My first action was in mid April 1971. “It is Mujib-ur-Rahman’s home district. It is a hard area. Kill as many bastards as you can and make sure there is no Hindu left alive.” “ Sir, I do not kill unarmed civilians who do not fire at me.” “Kill the Hindus. It is an order for everyone. Don’t show me your commando finesse !”I flew in for my first action. I was dropped behind Farid Pur. I made a fire base and we fired all around. Luckily there was nobody to shoot at. Then suddenly I saw some civilians running towards us. They looked unarmed. I ordered “Stop firing!” and shouted what did they want. “Sir we brought some water for you to drink!” I ordered putting the weapons away and ordered a break for tea. We sat there for hours. Somebody brought and put up a Pakistani flag. “Yesterday I saw all Awami League flags over your village” I said and that was a fact. I didn’t know whether to laugh or cry. Later the main army column caught up to make contact. The officer in the front vehicle stood in the jeep like Rommel in the movie. They were firing with machine guns all around and I saw smoke columns rising in villages behind them. “What’s the score?” the Colonel asked. “There was no resistance so we didn’t kill anyone.” He fired from his machine gun and some of those water supplying villagers fell dead. “That is the way my boy”the Colonel told the poor Major.It is not to boast about my innocence. I was guilty of having volunteered to go to East Pakistan. My brother-in-law Justice Sajjad Sipra was the only one who criticized my choice of posting. “You surely have no shame” he said to my disconcert. My army friends celebrated my march from Kakul to Lahore. We drank and sang ! None os us were in two minds. We were single mindedly murderous !
In the Air Force Mess at Dacca, over Scotch, a friend who later rose to a high rank said “ I saw a gathering of Mukti Bahini in thousands near Fenni , I made a few runs and let them have it. A few hundred bastards must have been killed. “ My heart sank “Dear it is the weekly Haat (Market) day and villagers gather there.” “ Surely they were all Bingo Bastards!” he added.There were friends who boasted about their score. I had gone on a visit to Commilla. I met my old friend, then Lt.Col. Mirza Aslam Beg and my teacher, Gen. Shaukat Raza. Both expressed their distaste for what was happening. Tony Mascarhennas , an APP man in Commilla ran away to London and wrote about atrocities that officers had committed and boasted about. It was published in ‘Times of London’. The reading made me feel guilty as if I had been caught doing it myself ! In the Army, you wear no separate uniform. We all share the guilt. We may not have killed. But we connived and were part of the same force. History does not forgive!

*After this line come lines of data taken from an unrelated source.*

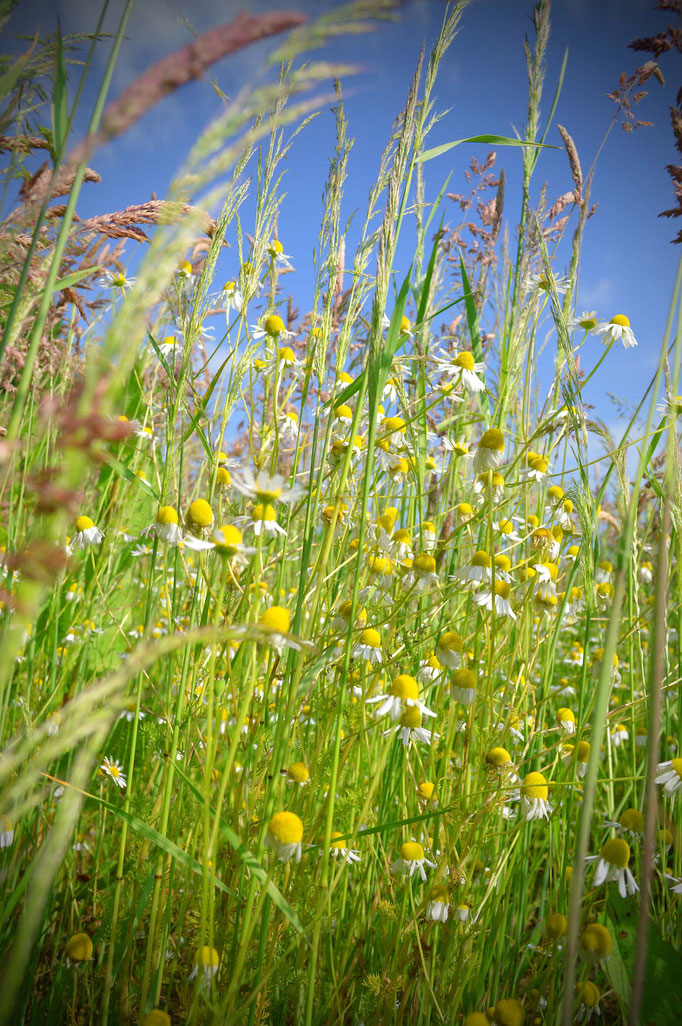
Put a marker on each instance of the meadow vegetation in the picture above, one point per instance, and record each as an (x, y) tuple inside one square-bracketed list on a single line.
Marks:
[(339, 653)]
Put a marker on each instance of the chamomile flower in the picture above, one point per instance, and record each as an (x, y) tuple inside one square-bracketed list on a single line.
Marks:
[(411, 860), (265, 487), (165, 527), (670, 775), (497, 595), (543, 283), (205, 962), (271, 327), (612, 865), (587, 321), (78, 948), (404, 694), (114, 770), (490, 451), (409, 726), (463, 685), (86, 534), (337, 849), (368, 647), (116, 280), (617, 329), (533, 793), (284, 836)]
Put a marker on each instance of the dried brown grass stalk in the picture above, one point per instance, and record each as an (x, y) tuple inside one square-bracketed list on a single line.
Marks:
[(182, 67)]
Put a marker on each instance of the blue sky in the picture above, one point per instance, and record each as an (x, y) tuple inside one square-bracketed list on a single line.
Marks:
[(628, 264)]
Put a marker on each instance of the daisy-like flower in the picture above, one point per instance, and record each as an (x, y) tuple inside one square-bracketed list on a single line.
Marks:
[(587, 321), (449, 649), (499, 593), (277, 621), (490, 451), (6, 832), (265, 487), (199, 516), (630, 823), (298, 774), (617, 329), (262, 521), (86, 534), (78, 948), (368, 647), (423, 575), (114, 770), (166, 526), (409, 726), (337, 849), (404, 694), (278, 257), (566, 720), (463, 369), (612, 865), (595, 943), (205, 962), (542, 283), (587, 998), (533, 797), (284, 835), (116, 279), (463, 685), (271, 327), (411, 860), (578, 753), (439, 903), (670, 775)]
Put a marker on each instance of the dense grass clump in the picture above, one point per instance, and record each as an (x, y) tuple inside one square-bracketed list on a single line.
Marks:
[(335, 685)]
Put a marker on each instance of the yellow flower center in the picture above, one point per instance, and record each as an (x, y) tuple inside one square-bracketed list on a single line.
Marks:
[(425, 563), (166, 515), (263, 511), (276, 619), (411, 852), (298, 772), (371, 638), (498, 757), (464, 678), (465, 360), (228, 539), (411, 717), (493, 439), (534, 786), (273, 325), (286, 828), (199, 514)]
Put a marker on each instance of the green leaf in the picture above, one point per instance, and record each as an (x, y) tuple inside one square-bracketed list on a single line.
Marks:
[(437, 151), (472, 321), (663, 980), (160, 840), (72, 279), (9, 79), (249, 861), (59, 102)]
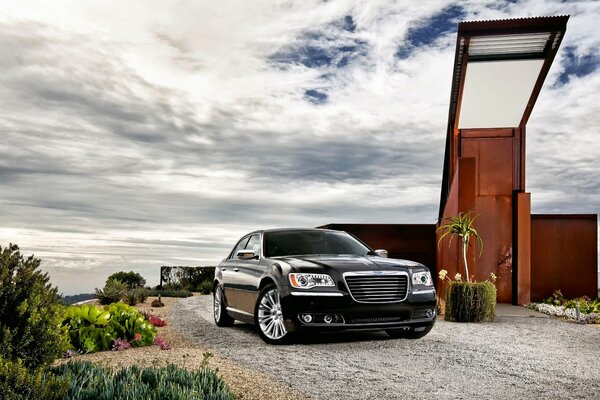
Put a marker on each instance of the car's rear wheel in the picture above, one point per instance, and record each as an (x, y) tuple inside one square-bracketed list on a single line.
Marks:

Once again, I was unable to post this on 3QD:

Pertaining to your comment there: "The number killed directly by Pakistani forces is "only" in the thousands."

Omar, following Sarmila Bose's revisionist history, there were detailed rebuttals from Bangladeshi historians and the consensus appeared to be that the Pakistani forces killed in the high hundreds of thousands in East Pakistan. Not the millions in popular accounts, but also certainly not in the "thousands".

Thank you for posting Col. Ali's reminiscences. He was clearly traumatized by what he had witnessed; something central to being a true humanist.